Tuesday, May 3, 2016

Review: Metropolitan (1990)


The bones of Pride and Prejudice find a new body in New York, 1990, where yet again, two acquaintances fall in love with each other, at different times.

Stillman chucks us into the middle of group of friends and gives us enough credit to leave the introductions between the characters offscreen. While we're catching up with the diagram of how these card-carrying members of the UHB know each other, we observe complex social interactions where the concept of 'fun' lies distant from its practice and heated debates appear initially to end in a fractures, but do not. A strange sort of stuffiness remains in dances, games of bridge, and even in a game of strip poker, during 'orgy week.' Emotional outbursts are directed internally, buried beneath prep-school trivia and golden one-liners that are impossible to repeat to your friends.

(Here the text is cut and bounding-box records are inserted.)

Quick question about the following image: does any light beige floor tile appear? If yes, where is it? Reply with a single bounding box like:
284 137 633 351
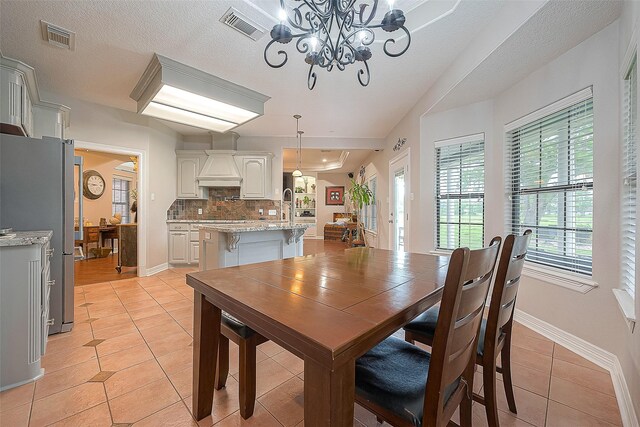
549 377 622 425
109 378 180 424
104 359 166 399
96 330 145 357
148 329 193 357
496 381 547 427
0 402 31 427
272 350 304 375
551 359 616 397
41 347 96 373
258 377 304 427
52 403 112 427
100 344 153 371
134 402 198 427
30 383 107 427
34 358 100 400
0 383 35 412
553 344 609 373
233 359 294 397
547 400 615 427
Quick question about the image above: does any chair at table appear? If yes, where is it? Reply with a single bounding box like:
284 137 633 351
215 311 269 420
404 230 531 427
356 237 501 427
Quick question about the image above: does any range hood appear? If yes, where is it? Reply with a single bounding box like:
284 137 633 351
197 132 242 187
198 150 242 187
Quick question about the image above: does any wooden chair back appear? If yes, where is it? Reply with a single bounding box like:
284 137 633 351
484 230 531 353
422 237 501 426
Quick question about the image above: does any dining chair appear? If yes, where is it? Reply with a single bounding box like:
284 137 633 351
404 230 531 427
355 237 501 427
215 311 269 420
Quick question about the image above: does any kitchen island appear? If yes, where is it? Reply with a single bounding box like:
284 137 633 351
199 222 308 271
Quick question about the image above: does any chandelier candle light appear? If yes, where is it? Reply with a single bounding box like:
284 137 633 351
264 0 411 89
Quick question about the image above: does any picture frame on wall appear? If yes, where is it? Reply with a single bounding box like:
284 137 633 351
325 185 344 206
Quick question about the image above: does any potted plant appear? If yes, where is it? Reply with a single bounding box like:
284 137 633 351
347 179 375 246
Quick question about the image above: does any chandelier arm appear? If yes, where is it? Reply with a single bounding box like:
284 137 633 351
264 40 289 68
358 61 371 87
307 64 318 90
382 25 411 58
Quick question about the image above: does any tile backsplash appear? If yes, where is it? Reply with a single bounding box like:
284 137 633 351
167 187 280 220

Eventually, it's time for the plot to move and we languish in an Eigeman-less limbo, a third act that could have probably progressed in fewer steps with stronger stakes. The group dynamic changes so fast that there is only time to lament its loss, and the characters we are left with realize that they were good buddies all along, perhaps at the same time we do. The film's ending leaves various threads dangling, indicating the final page of a journal rather than the closed loop of a story. Its strongest connected thread is that being poor is no limit to snobbery and wealth is no limit to pain, and it's enough.

Thank you, Austen and Allen. You're welcome, Baumbach and Smith.